In sum, there is no place like Baghdad.  It is surreal.  It is amazingly cool and yet scary.  I try to keep a positive attitude (which is easy so far), but I have never experienced anything like this before.

What TIME is it Anyway?

July 27, 2004 - Well, I left my family 10 days ago and have officially been in Baghdad a week.  Now I can say I've got "51 and counting."  Meaning, I have 51 weeks out of my year left.  Of course, it's only about six weeks until I get to go home on my first R&R.  Normally, I wouldn't leave that soon, but my niece is getting married and I wouldn't miss it for the world!  (Plus, I hear there is a special gift for the guest who travels the furthest for the wedding - ha ha!)

I woke up at 4:00 a.m.
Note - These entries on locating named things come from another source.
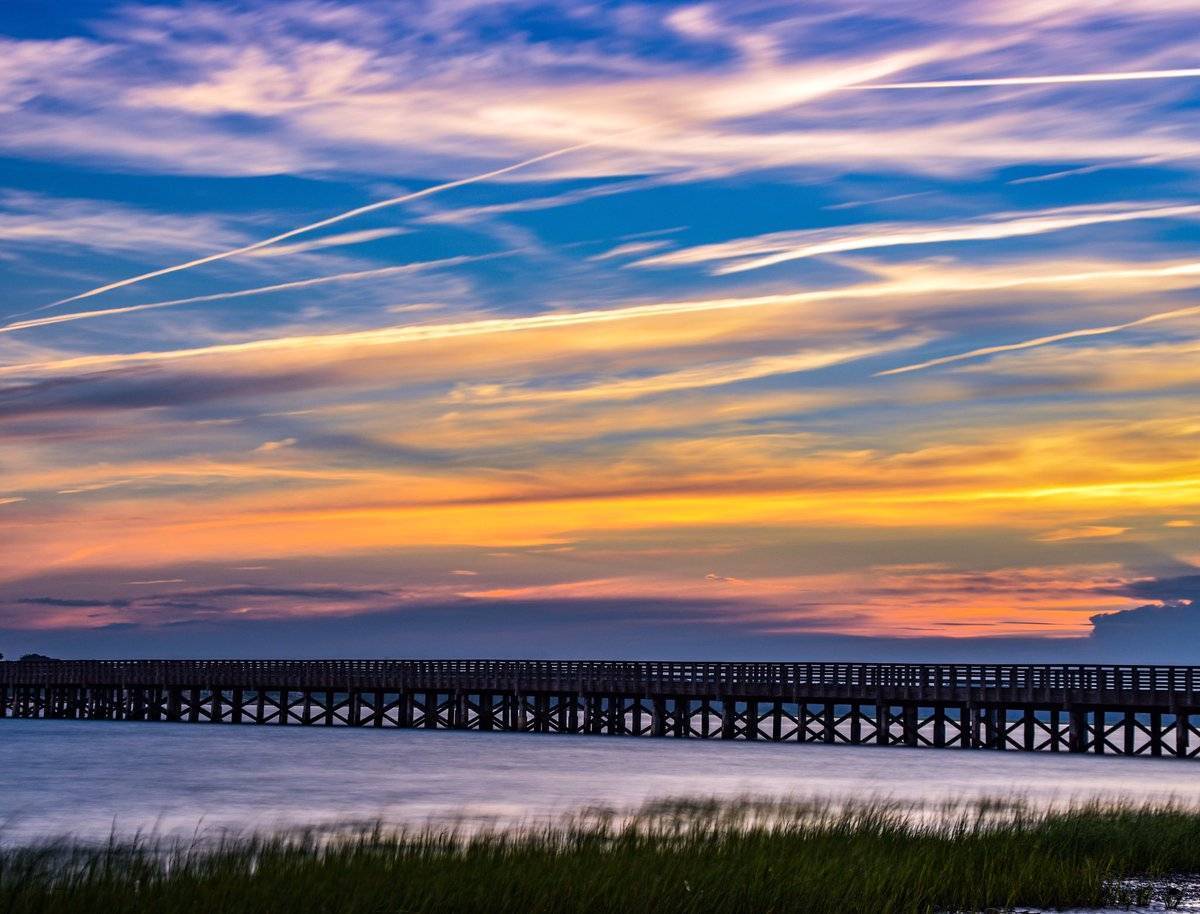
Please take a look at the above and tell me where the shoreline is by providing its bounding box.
[0,800,1200,914]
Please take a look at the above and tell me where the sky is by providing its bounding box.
[0,0,1200,662]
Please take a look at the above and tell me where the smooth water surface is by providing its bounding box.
[0,720,1200,843]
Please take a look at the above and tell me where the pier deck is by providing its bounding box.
[0,660,1200,758]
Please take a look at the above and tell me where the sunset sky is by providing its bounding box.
[0,0,1200,662]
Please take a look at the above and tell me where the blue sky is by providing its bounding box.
[0,0,1200,660]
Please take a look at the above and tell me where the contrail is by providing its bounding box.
[875,306,1200,378]
[842,67,1200,91]
[9,261,1200,377]
[0,251,508,333]
[36,140,602,311]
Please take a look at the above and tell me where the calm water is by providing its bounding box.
[0,720,1200,842]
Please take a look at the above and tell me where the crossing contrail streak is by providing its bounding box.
[37,140,601,311]
[9,261,1200,377]
[0,251,506,333]
[842,67,1200,91]
[875,306,1200,378]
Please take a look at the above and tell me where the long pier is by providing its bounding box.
[0,660,1200,758]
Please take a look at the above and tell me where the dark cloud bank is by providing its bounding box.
[0,575,1200,663]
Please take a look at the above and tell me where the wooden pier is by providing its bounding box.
[0,660,1200,758]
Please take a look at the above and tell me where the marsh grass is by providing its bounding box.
[0,801,1200,914]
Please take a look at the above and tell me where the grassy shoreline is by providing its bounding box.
[0,801,1200,914]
Baghdad time, which is about 8:00 p.m. EST.  Ever since I got here, I have had a hard time sleeping - up several times a night to go to the bathroom (I take their advice to drink lots of water SERIOUSLY) and I usually wake up at 4:00 or 5:00.  Except when I am exhausted and don't wake up early.  I mean, my poor, middle-aged body is so confused!

Time has no meaning in Baghdad.  There is always something going on.  I mean, don't people SLEEP around here?  There is a sense of urgency in everything we do.  Even when I take my swim, I feel the pressure to finish, shower and get into the DFAC (Dining Facilities) before it closes.  After dinner, I relax in my hootch, reading and watching DVDs.  I just finished watching Season 2 of "Sex and the City" - maybe Carrie inspired me to write with my laptop!  Only she is way sexier than I am and she writes about, well, sex instead of mortars and war zones.

By the way, I wanted to say "thanks" to everyone who has been visiting this website and leaving me messages on the "Guestbook" page.  It is truly appreciated and helps keep me linked to the "real" world.  For those of you with friends or relatives here, if you tell them to come to "the Palace" and go to the State Human Resources Office, they will find me there.  Just have them ask for "Baghdad Anne" and I will know they (or someone they love) is reading my website.